The supplemental Ames test was conducted with DGME in triplicate using the standard strain TA1535 in the presence and int he absence of a metabolic activation system (S9-mix). Induction of rat liver enzymes was obtained by intraperitoneal injection of 500 mg/kg Aroclor to five male rats. Top agar, 0.1 mL of bacteria, S9-mix (20 and 50 µL S9/plate) if needed and 2, 4, 6, 8, 10, 12, 14, 16, 18, 20, 22, 24, 26, 28 and 30 µL DGME/plate were sequentially added, shaken and poured onto agar plates. After incubation in the dark at 37C during 48 hours, the number of revertant colonies were counted. DGME did not induce a significant increase in the number of revertant colonies beyond the solvent control incidence with or without a metabolic activation system.
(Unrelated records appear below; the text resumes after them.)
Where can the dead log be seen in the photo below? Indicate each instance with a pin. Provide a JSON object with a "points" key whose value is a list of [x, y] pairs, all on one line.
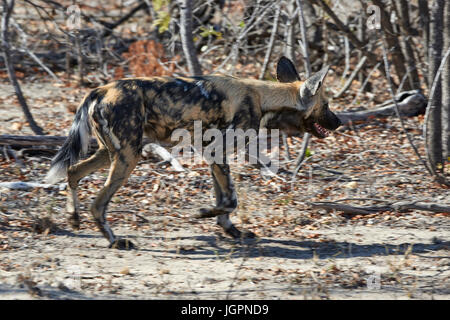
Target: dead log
{"points": [[410, 103], [399, 206]]}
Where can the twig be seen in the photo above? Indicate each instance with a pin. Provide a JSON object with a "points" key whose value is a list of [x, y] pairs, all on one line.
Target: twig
{"points": [[271, 42], [397, 110], [400, 206], [439, 177], [351, 78]]}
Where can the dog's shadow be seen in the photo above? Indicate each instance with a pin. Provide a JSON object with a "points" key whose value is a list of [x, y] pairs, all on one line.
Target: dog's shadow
{"points": [[217, 246], [207, 247]]}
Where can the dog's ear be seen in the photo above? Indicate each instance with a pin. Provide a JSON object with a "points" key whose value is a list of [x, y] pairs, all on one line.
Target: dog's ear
{"points": [[286, 71], [312, 85]]}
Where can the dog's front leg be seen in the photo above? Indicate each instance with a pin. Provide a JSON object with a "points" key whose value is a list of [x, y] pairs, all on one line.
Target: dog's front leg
{"points": [[226, 201]]}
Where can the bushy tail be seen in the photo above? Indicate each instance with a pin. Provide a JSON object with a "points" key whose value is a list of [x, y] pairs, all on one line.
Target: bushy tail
{"points": [[76, 144]]}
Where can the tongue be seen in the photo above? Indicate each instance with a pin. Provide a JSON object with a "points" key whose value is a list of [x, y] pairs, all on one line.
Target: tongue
{"points": [[321, 130]]}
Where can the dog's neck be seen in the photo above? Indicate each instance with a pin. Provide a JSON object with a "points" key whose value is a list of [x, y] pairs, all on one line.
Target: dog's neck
{"points": [[276, 95]]}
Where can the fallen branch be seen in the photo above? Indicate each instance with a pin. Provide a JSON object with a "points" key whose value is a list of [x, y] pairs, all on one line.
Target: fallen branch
{"points": [[400, 206], [411, 104]]}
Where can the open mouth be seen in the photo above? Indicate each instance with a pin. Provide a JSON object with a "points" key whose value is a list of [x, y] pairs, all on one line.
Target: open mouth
{"points": [[321, 131]]}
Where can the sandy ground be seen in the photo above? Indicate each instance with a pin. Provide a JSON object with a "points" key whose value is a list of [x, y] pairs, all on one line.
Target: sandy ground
{"points": [[403, 256]]}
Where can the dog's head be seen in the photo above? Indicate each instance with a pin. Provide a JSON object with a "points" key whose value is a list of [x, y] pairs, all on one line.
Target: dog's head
{"points": [[314, 114]]}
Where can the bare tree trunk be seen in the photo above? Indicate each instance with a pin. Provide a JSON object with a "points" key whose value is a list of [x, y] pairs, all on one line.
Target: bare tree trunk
{"points": [[446, 89], [398, 58], [433, 132], [402, 10], [7, 10], [290, 33], [425, 27], [186, 37], [306, 136], [271, 42], [301, 20]]}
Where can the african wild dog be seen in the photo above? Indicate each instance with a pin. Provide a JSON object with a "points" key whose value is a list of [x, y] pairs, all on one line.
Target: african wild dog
{"points": [[119, 114]]}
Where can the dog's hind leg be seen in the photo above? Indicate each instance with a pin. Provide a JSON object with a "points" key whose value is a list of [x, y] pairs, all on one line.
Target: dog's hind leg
{"points": [[122, 163], [226, 201], [75, 173]]}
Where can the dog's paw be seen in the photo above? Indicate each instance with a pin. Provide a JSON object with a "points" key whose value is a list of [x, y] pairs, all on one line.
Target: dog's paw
{"points": [[210, 213], [239, 235], [74, 221], [122, 244]]}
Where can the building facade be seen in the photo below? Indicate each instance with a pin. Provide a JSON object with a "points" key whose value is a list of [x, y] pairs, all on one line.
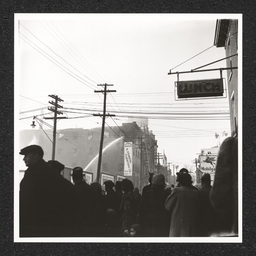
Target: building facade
{"points": [[80, 147], [226, 35]]}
L5178Y Mouse Lymphoma Test
DGME was screened for mutation at the thymidine kinase (TK) locus and at the hypoxanthine-guanin phosphoribosyl transferase (HGPRT) locus in L5178Y TK+/-mouse lymphoma cells in tests conducted by Microbiological Associates, Inc., Bethesda, Maryland. DGME produced a response at the TK locus both in the presence and absence of Aroclor induces rat liver S-9. The increases in mutant frequency were approximately three-fold in the absence of activation, but only at concentrations of the test article greater than 3,000 µg/mL. In the absence of activation, increases in mutant frequency were approximately 2.7-fold and occurred only at concentrations greater than 5,000 µg/mL. No significant induction of mutation occurred at the HGPRT locus when the cultures were treated with the test article either in the presence or absence of S-9 activation.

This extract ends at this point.